“Lanacaprinista sarà lei. Io sono un penalista”: colpito nell’orgoglio l’avvocato chiede lumi alla cassazione che sorniona risponde nel modo che vedrete.
Nelle aule di giustizia accadono incontri e scontri tra avvocati, è il sale della nostra professione. L’intelligenza vorrebbe avere la capacità di tenere sempre a mente che finita la tenzone dell’aula ci si saluta amichevolmente e poi magari, se si ha il piacere della compagnia, si beve un caffè insieme al bar del tribunale.
Spesso ciò non accade e gli strascichi arrivano fino in cassazione per frasi o parole ritenute a torto o ragione offensive o denigratorie.
“L’avvocato pensi a fare il penalista e non il lanacaprinista” la frase pronunciata che non è stata presa bene da un nostro collega.
Lanacaprinista a me? Urca, io non sono un sofista o filosofo, deve aver pensato e via di querela.

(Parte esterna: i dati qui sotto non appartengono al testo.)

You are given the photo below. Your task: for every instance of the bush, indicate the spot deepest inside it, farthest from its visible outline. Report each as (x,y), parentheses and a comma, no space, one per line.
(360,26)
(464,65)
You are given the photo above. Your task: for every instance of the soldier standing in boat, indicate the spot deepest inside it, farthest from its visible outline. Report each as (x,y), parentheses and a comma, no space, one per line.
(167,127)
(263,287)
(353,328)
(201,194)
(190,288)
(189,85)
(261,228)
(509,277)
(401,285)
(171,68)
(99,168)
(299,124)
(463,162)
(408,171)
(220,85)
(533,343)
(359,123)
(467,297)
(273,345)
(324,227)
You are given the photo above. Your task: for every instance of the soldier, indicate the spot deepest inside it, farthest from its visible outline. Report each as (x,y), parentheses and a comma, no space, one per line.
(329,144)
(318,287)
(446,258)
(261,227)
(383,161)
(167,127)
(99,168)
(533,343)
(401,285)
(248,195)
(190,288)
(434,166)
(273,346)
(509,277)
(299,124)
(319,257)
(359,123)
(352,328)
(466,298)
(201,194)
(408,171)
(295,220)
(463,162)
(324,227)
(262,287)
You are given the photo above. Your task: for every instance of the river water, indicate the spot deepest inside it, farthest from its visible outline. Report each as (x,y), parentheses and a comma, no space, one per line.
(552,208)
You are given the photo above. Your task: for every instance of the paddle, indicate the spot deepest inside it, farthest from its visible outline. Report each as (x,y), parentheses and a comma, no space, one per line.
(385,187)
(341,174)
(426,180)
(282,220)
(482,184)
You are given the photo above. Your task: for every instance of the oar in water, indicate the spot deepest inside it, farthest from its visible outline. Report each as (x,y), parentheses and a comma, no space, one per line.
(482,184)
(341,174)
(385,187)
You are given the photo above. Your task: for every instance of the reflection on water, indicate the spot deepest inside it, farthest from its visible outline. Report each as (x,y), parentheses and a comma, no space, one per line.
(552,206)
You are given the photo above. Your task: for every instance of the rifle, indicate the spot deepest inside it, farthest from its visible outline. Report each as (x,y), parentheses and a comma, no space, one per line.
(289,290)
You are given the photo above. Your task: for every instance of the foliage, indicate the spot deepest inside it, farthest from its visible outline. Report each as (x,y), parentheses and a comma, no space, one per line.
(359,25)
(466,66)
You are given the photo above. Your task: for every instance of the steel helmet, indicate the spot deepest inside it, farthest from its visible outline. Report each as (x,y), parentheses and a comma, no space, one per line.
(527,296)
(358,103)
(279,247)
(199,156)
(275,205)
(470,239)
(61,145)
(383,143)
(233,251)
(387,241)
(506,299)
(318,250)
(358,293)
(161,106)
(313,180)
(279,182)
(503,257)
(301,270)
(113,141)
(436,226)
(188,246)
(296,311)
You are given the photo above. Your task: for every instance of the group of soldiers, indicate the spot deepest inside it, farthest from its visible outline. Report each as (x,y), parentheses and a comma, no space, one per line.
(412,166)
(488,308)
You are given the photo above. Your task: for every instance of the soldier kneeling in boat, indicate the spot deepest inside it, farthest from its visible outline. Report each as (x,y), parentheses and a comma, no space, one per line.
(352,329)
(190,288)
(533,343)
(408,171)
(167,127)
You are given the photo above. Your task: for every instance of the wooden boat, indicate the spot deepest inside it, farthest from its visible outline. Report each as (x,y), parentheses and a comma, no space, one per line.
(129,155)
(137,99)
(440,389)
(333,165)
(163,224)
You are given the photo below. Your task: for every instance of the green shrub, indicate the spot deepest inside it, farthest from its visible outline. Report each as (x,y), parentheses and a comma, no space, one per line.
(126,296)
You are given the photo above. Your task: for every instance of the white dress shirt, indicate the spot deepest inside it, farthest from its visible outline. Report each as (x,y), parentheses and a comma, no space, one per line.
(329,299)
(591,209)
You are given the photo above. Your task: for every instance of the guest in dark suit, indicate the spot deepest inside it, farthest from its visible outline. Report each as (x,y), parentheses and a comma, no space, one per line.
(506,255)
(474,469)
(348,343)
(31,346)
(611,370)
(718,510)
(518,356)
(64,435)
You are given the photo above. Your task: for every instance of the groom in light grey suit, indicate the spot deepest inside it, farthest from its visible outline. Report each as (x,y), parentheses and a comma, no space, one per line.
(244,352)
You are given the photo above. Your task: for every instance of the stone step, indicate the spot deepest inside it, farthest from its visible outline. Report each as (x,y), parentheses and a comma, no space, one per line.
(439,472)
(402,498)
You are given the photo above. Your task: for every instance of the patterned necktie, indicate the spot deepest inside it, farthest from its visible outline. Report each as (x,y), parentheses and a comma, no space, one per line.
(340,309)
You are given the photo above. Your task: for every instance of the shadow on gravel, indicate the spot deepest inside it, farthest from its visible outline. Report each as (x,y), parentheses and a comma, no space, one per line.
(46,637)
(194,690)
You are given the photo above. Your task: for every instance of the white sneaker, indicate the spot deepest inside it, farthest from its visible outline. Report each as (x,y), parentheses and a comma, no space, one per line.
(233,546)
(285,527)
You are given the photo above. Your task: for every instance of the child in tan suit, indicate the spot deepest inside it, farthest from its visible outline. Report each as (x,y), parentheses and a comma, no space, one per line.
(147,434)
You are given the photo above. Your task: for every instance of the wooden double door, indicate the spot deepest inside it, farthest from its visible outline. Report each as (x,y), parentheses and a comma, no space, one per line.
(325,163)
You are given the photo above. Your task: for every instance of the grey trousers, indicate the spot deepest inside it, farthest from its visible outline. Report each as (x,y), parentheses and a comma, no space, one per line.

Quindi il nostro penalista colpito nell’amor proprio a sentirsi definire “lanacaprinista” si è sentito dire dalla Suprema Corte che “l’espressione l’avvocato pensi a fare il penalista e non il lanacaprinista, indipendentemente dal contesto in cui è usata, non è idonea ad offendere il bene giuridico tutelato dai delitti contro l’onore, giacché non ha alcuna valenza denigratoria.
Il termine lanacaprinista rimanda, infatti, alle questioni di lana caprina di cui vengono accusati coloro che si attardano in dispute sottili e oziose che non hanno rilevanza concreta; esso, seppure poco felice, è simile ad altri termini pure ugualmente diffusi, quali sofista, filosofo, che denotano la tendenza all’astrazione e alle complicazioni inutili”.
Quindi il lanacaprinista colpito nell’orgoglio ha prestato il fianco ai giudici che sottilmente hanno ricordato che gli avvocati, non tutti per carità, si “attardano in dispute sottili e oziose che non hanno rilevanza concreta … che denotano la tendenza all’astrazione e alle complicazioni inutili”.
A qualcuno fischiano le orecchie?
Della serie oltre il danno (si fa per dire) la beffa.